Posted by on Oct 25, 2016 in Blog | 0 comments

What is acceptance really?

It does not necessarily  mean rolling over and playing dead

The idea of acceptance has gained a lot of traction in recent times. In the more spiritual quarters it has become a very desirable ideal to strive for. However, I find that some of my clients have real problems with this concept. They seem to equate acceptance with capitulation, weakness and giving up on goals and dreams. To many acceptance seems to equate with passivity, which in a society that highly values performance a goal achievement, is simply too much of a paradox.

Is there another way of looking at this concept? I think so.

The idea of acceptance seems to mainly come into play when one is faced with issues, events or circumstances that are not particularly open to change. Those unfriendly facts that bedevil our expectation of a good world, a smooth ride or a perfect trouble free life.

Very often when faced with unwelcome facts we get stressed, irritated and angry; saying to ourselves something like: ‘This should not be happening’; ‘I can’t stand this’; etc.

In the objective world ‘should’, ‘must’ and ‘could’ has no impact. If it, for instance, rains on your wedding day it should rain because the weather pattern does exactly what it does and has no human rules by which to behave; regardless of your hopes for a clear day because it is a particular season and ‘should not rain now’.  Similarly, traffic is congested in most urban areas and at busy times; traffic has no intentionality, and rationally speaking simply is as it is – in fact one can argue that it should be congested most times if we consider the sheer numbers of road users. There is no conspiracy here!

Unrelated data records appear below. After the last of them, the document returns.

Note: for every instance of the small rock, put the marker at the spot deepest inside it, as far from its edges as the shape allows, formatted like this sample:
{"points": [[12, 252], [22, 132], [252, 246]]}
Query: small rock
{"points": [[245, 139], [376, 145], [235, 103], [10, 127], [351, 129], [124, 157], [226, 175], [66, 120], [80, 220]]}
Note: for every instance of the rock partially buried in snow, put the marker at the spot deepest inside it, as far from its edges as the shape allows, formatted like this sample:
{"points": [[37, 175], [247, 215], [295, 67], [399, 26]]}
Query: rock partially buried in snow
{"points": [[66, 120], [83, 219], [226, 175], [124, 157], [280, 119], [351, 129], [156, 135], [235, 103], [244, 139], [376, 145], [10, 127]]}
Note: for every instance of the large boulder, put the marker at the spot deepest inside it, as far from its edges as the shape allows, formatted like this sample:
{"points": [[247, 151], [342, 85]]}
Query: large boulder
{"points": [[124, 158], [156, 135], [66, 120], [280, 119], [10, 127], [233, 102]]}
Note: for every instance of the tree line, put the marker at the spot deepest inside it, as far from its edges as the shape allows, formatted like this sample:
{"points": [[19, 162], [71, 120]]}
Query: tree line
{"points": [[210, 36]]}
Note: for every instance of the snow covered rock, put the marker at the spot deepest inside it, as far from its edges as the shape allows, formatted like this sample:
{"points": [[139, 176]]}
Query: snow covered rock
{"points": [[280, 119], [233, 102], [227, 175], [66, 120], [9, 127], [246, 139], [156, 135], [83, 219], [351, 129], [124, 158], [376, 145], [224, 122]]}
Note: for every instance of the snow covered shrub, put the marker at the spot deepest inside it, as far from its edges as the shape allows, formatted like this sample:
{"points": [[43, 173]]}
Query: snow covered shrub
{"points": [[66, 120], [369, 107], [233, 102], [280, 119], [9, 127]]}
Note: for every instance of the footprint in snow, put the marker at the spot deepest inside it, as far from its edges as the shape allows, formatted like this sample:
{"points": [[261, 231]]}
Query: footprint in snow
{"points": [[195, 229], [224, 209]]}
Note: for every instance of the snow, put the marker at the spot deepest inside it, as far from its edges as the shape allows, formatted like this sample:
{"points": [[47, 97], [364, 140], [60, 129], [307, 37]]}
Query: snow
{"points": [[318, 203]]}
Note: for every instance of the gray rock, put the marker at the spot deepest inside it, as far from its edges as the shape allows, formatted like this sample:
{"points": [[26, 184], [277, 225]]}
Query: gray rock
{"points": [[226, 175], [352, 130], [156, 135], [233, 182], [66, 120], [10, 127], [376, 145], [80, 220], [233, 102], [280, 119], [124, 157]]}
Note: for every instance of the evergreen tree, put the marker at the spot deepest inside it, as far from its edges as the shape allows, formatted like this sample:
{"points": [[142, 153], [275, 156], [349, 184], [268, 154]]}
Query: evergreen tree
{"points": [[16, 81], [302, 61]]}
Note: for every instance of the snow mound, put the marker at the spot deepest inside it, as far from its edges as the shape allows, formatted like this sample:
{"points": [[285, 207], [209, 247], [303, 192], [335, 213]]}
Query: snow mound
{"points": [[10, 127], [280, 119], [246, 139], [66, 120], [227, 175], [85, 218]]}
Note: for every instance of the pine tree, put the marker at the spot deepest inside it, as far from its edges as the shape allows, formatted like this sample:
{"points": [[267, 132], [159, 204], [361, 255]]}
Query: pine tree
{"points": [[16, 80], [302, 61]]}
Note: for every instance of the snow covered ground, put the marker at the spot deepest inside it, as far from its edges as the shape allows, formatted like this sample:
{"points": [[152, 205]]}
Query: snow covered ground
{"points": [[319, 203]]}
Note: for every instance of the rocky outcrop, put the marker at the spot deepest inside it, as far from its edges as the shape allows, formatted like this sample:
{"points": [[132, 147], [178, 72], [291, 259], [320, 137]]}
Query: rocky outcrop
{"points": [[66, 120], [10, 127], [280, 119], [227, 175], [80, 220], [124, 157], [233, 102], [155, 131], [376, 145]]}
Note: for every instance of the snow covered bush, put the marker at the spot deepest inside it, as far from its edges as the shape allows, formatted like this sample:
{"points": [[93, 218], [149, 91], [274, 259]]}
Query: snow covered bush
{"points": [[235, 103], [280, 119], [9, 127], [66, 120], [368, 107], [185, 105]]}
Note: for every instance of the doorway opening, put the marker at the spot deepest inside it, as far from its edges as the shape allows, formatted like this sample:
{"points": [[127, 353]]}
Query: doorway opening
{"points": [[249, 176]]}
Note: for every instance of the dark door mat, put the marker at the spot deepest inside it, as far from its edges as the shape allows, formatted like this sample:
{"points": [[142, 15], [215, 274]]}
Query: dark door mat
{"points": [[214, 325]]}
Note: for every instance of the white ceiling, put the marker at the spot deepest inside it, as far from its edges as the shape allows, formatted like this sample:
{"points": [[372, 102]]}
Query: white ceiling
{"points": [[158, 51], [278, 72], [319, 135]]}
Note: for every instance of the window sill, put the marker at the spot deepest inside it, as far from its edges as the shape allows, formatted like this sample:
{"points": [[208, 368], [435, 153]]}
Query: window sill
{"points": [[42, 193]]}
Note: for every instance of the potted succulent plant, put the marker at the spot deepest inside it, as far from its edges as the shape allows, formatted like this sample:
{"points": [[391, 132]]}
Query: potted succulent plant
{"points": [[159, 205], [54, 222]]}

So anger at the situation is pretty much fruitless.

I believe that this is where the idea of acceptance becomes useful. Acceptance means that you spare yourself the stress of opposing unwelcome events and situations that are out of your control but rather accept them exactly as they are and then – most importantly –  figuring out a work-around. When we are in opposition of something we tend to focus so much on the obstacle that we run the risk of believing that no options are possible. This can make us feel trapped and powerless. When one approaches a fixed reality with the attitude that ‘it is what it is and there must be alternatives’ new possibilities can be explored. This can in fact be a very empowering experience.

Another way non-acceptance impacts us is when we say to ourselves that we will work on our goals, a fulfilling life, or take the next step when circumstances are just right. That results in an endless wait for the perfect situation before decisive action – creating a state of near paralysis. When accepting that things are not perfect and committing to action regardless, change and progress becomes possible.

Acceptance clearly does not need to mean the same as being passive. It simply means that I can save myself the energy expenditure on futile emotion and use my energy to find alternative options. This means that we make a plan in full acknowledgement of the obstacle without hating the obstacle or thinking that removing the obstacle is the only way. In fact, it can be argued that accepting obstacles and then making a plan to find a workaround is good for us because it stimulates our creativity and ingenuity.